Agar video tersebut tak semakin tersebar, lanjut AKBP Erlan Munaji, pelaku meminta uang sebesar Rp 1 juta kepada korban.
Korban yang panik kemudian melaporkan peristiwa tersebut ke Ketua Tim Virtual Police Bidhumas Polda Kalteng, H. Shamsudin, S.HI., M.H atau yang kerap disapa Cak Sam.
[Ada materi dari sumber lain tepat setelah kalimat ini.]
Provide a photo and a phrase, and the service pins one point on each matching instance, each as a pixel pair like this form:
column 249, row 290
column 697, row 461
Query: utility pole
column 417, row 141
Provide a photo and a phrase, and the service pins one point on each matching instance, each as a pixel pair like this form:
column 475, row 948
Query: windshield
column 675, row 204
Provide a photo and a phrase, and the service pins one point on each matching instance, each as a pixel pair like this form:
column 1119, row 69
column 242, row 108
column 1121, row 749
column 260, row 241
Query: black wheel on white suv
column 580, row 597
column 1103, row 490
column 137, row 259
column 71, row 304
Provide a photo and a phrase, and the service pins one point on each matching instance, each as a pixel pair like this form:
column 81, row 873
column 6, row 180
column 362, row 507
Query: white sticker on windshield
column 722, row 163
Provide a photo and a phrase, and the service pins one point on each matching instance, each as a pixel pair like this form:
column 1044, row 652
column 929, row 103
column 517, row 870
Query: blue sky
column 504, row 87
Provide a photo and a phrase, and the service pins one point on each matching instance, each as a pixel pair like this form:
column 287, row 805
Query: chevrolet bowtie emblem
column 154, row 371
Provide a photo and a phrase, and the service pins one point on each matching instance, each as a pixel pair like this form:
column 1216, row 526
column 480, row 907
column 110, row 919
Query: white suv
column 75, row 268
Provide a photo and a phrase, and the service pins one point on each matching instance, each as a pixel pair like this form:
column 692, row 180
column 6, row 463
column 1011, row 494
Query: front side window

“Kemudian oleh cak sam, akun media sosial pelaku dilakukan profiling dan terungkap jika pelaku merupakan seorang laki-laki yang menyamar sebagai seorang wanita dan video yang dikirim pelaku adalah video orang lain,” jelasnya.
Oleh Cak Sam, pelaku diberikan edukasi serta peringatan secara humanis agar tak menyebarkan konten pornografi dan melakukan pengancaman atau pemerasan.
“Karena ada hukuman yang menanti bagi pelaku yang melakukan hal itu. Alhamdulillah pelaku mengerti dan mau menghapus video korban,” tuturnya.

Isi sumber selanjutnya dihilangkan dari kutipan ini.